塞拉齐奥专门用了一章来讨论真人秀, a genre that depends on projecting an aura of authenticity—they’re called reality shows for a reason—but that has had an increasingly difficult time capturing it. Contestants on these shows are supposedly presenting their genuine selves to the audience, but Serazio writes that after years of watching such programming, they fully understand the game: Becoming a star involves amping up the drama and playing to the camera, 这就意味着他们是不真实的. This dynamic has forced casting directors to go to greater and greater lengths to find truly “authentic” stars who haven’t already been contaminated by watching reality TV programming.
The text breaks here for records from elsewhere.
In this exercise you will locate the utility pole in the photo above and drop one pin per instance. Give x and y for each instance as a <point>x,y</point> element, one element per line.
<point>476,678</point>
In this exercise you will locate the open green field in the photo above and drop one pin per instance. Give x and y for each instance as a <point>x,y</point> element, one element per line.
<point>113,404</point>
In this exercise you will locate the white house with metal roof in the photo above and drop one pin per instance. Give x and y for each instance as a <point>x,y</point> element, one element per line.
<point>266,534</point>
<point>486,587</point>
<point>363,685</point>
Netflix节目的制片人 奇怪的眼睛 tells Serazio that her desire for a suitable person to appear on the show led her to send a scout “to the same sad mall in Kansas City” every day for two weeks. 电视真人秀的人,塞拉齐奥说, “are constantly chasing this thing that is forever eluding their grasp.”

More fascinating is Serazio’s depiction of the degree to which a craving for authenticity has infected politics. Even the election of 2000 showed rumblings of an interest in authenticity from voters, 因为他们模糊地想和乔治·W·布什喝杯啤酒. Bush in a way that Al Gore couldn’t capture, suggesting Bush was “real” in a way Gore wasn’t. 但2016年的总统大选, Serazio说, amounted to “a battle royale around the issue of authenticity.” Donald Trump’s late-night tweeting and off-the-cuff speaking style read as authentic to voters, and Hillary Clinton’s more polished presentation read as a veneer. This difference in 个人风格 became one of the major animating forces behind voting decisions, 尽管事实上发推特, 或不, 并不能代表更多的东西, 好吧, 个人风格. “None of this has anything to do with policy or substance, 或者他们实际上会做些什么来治理国家,塞拉齐奥说.
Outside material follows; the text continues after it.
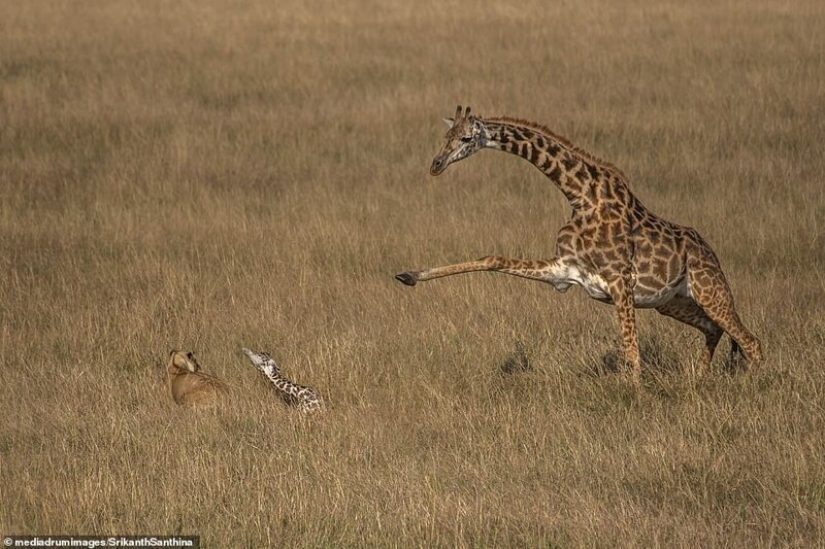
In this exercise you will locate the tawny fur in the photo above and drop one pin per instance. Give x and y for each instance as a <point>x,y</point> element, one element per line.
<point>187,385</point>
读完这本书之后, you start to notice the attempts all around you to package and sell authenticity. “这种渴望是真实的,塞拉齐奥说, 为了感觉真实的东西, and anyone trying to sell a product is going to respond to it. Your awareness of this can lead to a kind of cynicism about the world, but Serazio cautioned against letting that overshadow your actual feelings about something. Just because a singer or politician is trying to connect with you via claims of authenticity, it doesn’t mean you need to reject the actual policies a politician has in mind, 或者某人正在制作的音乐. “Don’t be cynical about the values that authenticity peddles. Be skeptical about the way that they’re being peddled,塞拉齐奥说.